Tuesday, May 20, 2003







Burkard's Blog of Columbus, Georgia



BURKARD'S BLOG



20 MAY 03: LET'S ROLL



This afternoon, for the first time in five years, I went bowling. Pick up and drop down a heavy object enough times, and it might qualify as weight training.



I piled up a stack of coupons for free bowling games, by eating Banquet frozen dinners -- but they're only good during the day, Monday through Friday. Since I'm still working an overnight shift and sleeping during the day, I should get doughnuts before or after the game. Then I'd REALLY live the life of Homer Simpson.



I pulled in to Peach Bowl Lanes a bit after 5:00 p.m. - and out of 54 available lanes, only TWO were in use. So it was a perfect time to try my first bowling in years. Hardly anyone was around to stare at me and laugh -- and even better, nobody was smoking.



(The last time I bowled was in Toronto in 1998, at a small center in the basement of a strip mall. I was all alone that afternoon - and it DID feel like the operators needed a TV to watch or something.)



While the game of bowling was free with the coupon, I still had to rent shoes. I'm thrilled to report my size-eights were red on one side, blue on the other and white in back. Those shoes weren't circus-clown looking - in this day and age, they were downright patriotic.



Picking a bowl from the rack behind lane 22, I started throwing with no warm-up at all. If you see me leaning to the left for the next day or two, that's why....



But seriously: I wound up with one strike, two spares -- and only TWO gutter balls, on second shots. Remember when the announcers on "Bowling for Dollars" called it the "channel," because gutter sounded too low-class?



After I bowled a strike in the fifth, a strange thing happened. My shots in the sixth never registered on the computer scoring system. Either bowling centers now have a "free frame" policy I didn't know about, or the computer was absolutely shocked.

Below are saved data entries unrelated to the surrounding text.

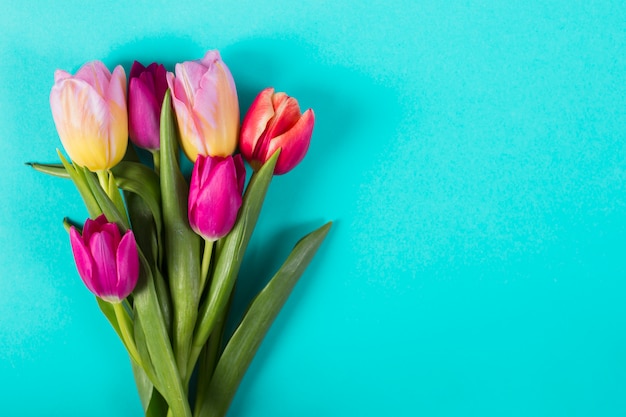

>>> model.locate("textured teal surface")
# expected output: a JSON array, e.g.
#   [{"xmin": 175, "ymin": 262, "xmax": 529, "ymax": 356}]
[{"xmin": 2, "ymin": 1, "xmax": 626, "ymax": 416}]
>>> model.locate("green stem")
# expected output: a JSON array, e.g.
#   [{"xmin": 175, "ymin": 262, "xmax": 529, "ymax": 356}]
[
  {"xmin": 96, "ymin": 169, "xmax": 109, "ymax": 192},
  {"xmin": 192, "ymin": 296, "xmax": 229, "ymax": 416},
  {"xmin": 96, "ymin": 169, "xmax": 129, "ymax": 224},
  {"xmin": 112, "ymin": 301, "xmax": 142, "ymax": 367},
  {"xmin": 152, "ymin": 150, "xmax": 161, "ymax": 177},
  {"xmin": 199, "ymin": 240, "xmax": 214, "ymax": 296}
]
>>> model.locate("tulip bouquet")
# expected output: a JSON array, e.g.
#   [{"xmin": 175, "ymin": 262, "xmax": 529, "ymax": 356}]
[{"xmin": 29, "ymin": 50, "xmax": 330, "ymax": 417}]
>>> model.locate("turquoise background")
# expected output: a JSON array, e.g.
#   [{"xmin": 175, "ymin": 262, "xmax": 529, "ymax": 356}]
[{"xmin": 2, "ymin": 1, "xmax": 626, "ymax": 416}]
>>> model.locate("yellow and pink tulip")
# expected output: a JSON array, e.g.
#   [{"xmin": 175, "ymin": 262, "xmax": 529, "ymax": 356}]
[
  {"xmin": 50, "ymin": 61, "xmax": 128, "ymax": 171},
  {"xmin": 167, "ymin": 50, "xmax": 239, "ymax": 161}
]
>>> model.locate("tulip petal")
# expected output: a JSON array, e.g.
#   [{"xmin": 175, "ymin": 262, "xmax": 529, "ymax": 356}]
[
  {"xmin": 194, "ymin": 62, "xmax": 239, "ymax": 157},
  {"xmin": 115, "ymin": 231, "xmax": 139, "ymax": 300},
  {"xmin": 70, "ymin": 227, "xmax": 98, "ymax": 294},
  {"xmin": 75, "ymin": 61, "xmax": 111, "ymax": 96},
  {"xmin": 233, "ymin": 154, "xmax": 246, "ymax": 195},
  {"xmin": 265, "ymin": 95, "xmax": 302, "ymax": 139},
  {"xmin": 188, "ymin": 155, "xmax": 207, "ymax": 217},
  {"xmin": 82, "ymin": 216, "xmax": 101, "ymax": 242},
  {"xmin": 50, "ymin": 78, "xmax": 112, "ymax": 170},
  {"xmin": 168, "ymin": 72, "xmax": 206, "ymax": 161},
  {"xmin": 176, "ymin": 60, "xmax": 209, "ymax": 103},
  {"xmin": 240, "ymin": 88, "xmax": 275, "ymax": 160},
  {"xmin": 100, "ymin": 221, "xmax": 122, "ymax": 247},
  {"xmin": 151, "ymin": 63, "xmax": 169, "ymax": 106},
  {"xmin": 89, "ymin": 231, "xmax": 119, "ymax": 301},
  {"xmin": 199, "ymin": 50, "xmax": 222, "ymax": 67},
  {"xmin": 106, "ymin": 66, "xmax": 129, "ymax": 167},
  {"xmin": 129, "ymin": 61, "xmax": 146, "ymax": 80},
  {"xmin": 267, "ymin": 109, "xmax": 314, "ymax": 175},
  {"xmin": 106, "ymin": 65, "xmax": 127, "ymax": 110},
  {"xmin": 54, "ymin": 69, "xmax": 72, "ymax": 83},
  {"xmin": 129, "ymin": 77, "xmax": 160, "ymax": 149},
  {"xmin": 191, "ymin": 158, "xmax": 242, "ymax": 240}
]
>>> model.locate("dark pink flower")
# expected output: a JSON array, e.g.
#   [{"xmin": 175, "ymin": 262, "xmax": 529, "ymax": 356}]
[
  {"xmin": 188, "ymin": 154, "xmax": 246, "ymax": 241},
  {"xmin": 69, "ymin": 215, "xmax": 139, "ymax": 303},
  {"xmin": 128, "ymin": 61, "xmax": 168, "ymax": 150}
]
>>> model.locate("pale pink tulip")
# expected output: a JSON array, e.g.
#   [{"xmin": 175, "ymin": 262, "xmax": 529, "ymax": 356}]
[{"xmin": 167, "ymin": 50, "xmax": 239, "ymax": 161}]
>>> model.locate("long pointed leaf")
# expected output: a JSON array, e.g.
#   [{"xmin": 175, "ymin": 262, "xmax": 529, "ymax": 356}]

My final score was a record high for me in ten-pin bowling - a 106. I could have finished in the 130's, but I missed the six-pin twice and the ten-pin once for easy spares. They set those pins simply TOO close to the gutters.



As I left the lanes feeling satisfied, I saw someone walking up with a bowling bag unlike any I'd ever seen - on wheels. Since when did a bowling center start looking like the airport?



So why is a bowling center so empty on a weekday after school? Even without a coupon, a line of bowling and shoe rental only costs about five dollars. But it seems the only balls many young people want to roll these days are trac-balls, on video games.



I read statistics some years ago showing the Columbus and Montgomery areas have the smallest concentration of bowling lanes in the country. Maybe around here, the only targets people want to aim at are the moving ones they can shoot with guns.